Namun karena pengaruh relasi kuat dalam benak Merna bahwa dia juga akan mengikuti teman-temannya. Berkuliah di universitas itu.
Maka, Merna mulai menyebar berita bahwa dia akan berkuliah di universitas swasta tersebut tanpa meminta konfirmasi dari orangtuanya.
Persoalannya pada kondisi keluarganya. Tak mampu untuk membiayai tuntutan biaya kuliah dan kos. Karena ini, ada bentrok, dan bahkan Merna sempat menjauh dari rumahnya dan tinggal di rumah sanak keluarganya.
Situasi seperti ini barangkali pernah kita jumpai. Tak sedikit anak yang memilih tempat kuliah karena faktor gengsi atau juga ikut teman.
Gengsi ini dibentuk karena faktor pergaulan atau pun soal cara pandang yang terbangun di mata masyarakat tentang lembaga pendidikan tertentu.
Maka dari itu, anak harus tetap diarahkan dalam pergaulan dengan pikiran-pikiran yang positif. Boleh bergaul dengan siapa saja, tetapi pergaulan itu tak menjebak anak pada pola pandang tertentu.
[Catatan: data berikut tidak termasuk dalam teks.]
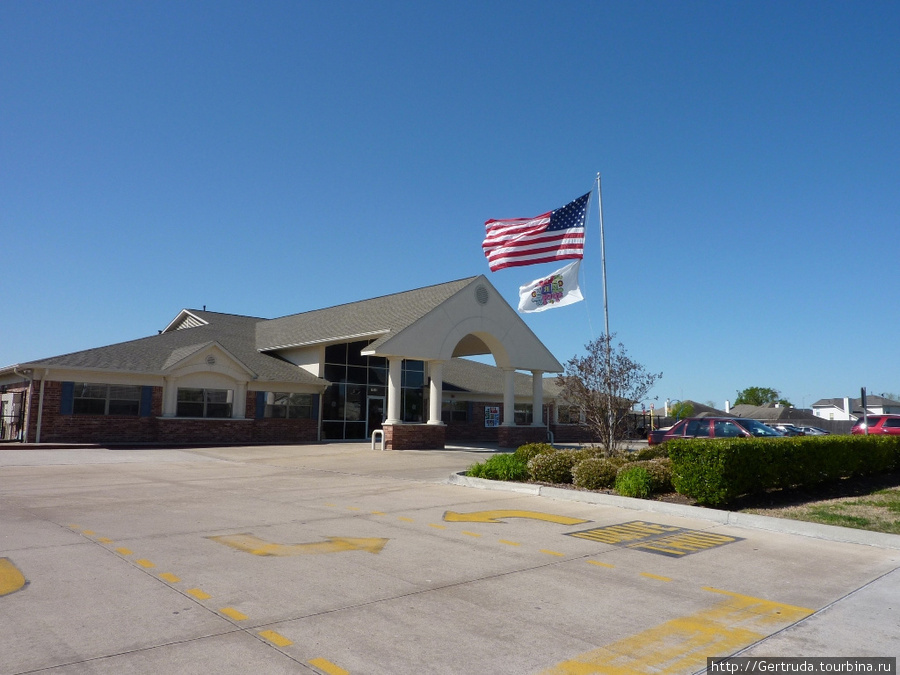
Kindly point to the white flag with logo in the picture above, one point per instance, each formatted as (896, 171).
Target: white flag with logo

Misalnya, boleh bergaul dengan orang kaya. Akan tetapi, hal itu tak bisa membentuk karakter anak agar bisa setara dengan kemampuan dari keluarga mereka.
Lalu, cara pandang tentang kualitas sebuah tempat berkuliah. Cara pandang setiap orang tempat berkuliah kerap kali sangat subyektif. Ke mana pun seseorang berkuliah, hasil selalu bergantung pada kerja keras individu.
Tempat bukanlah faktor satu-satunya. Kerja keras individu untuk berkuliah tetap menjadi tolok ukur kesuksesan.
Di tengah pertambahan biaya kuliah, yang barangkali juga dibarengi peningkatan sewa kos, orangtua pun harus putar otak ketika anak memilih kuliah keluar daerah.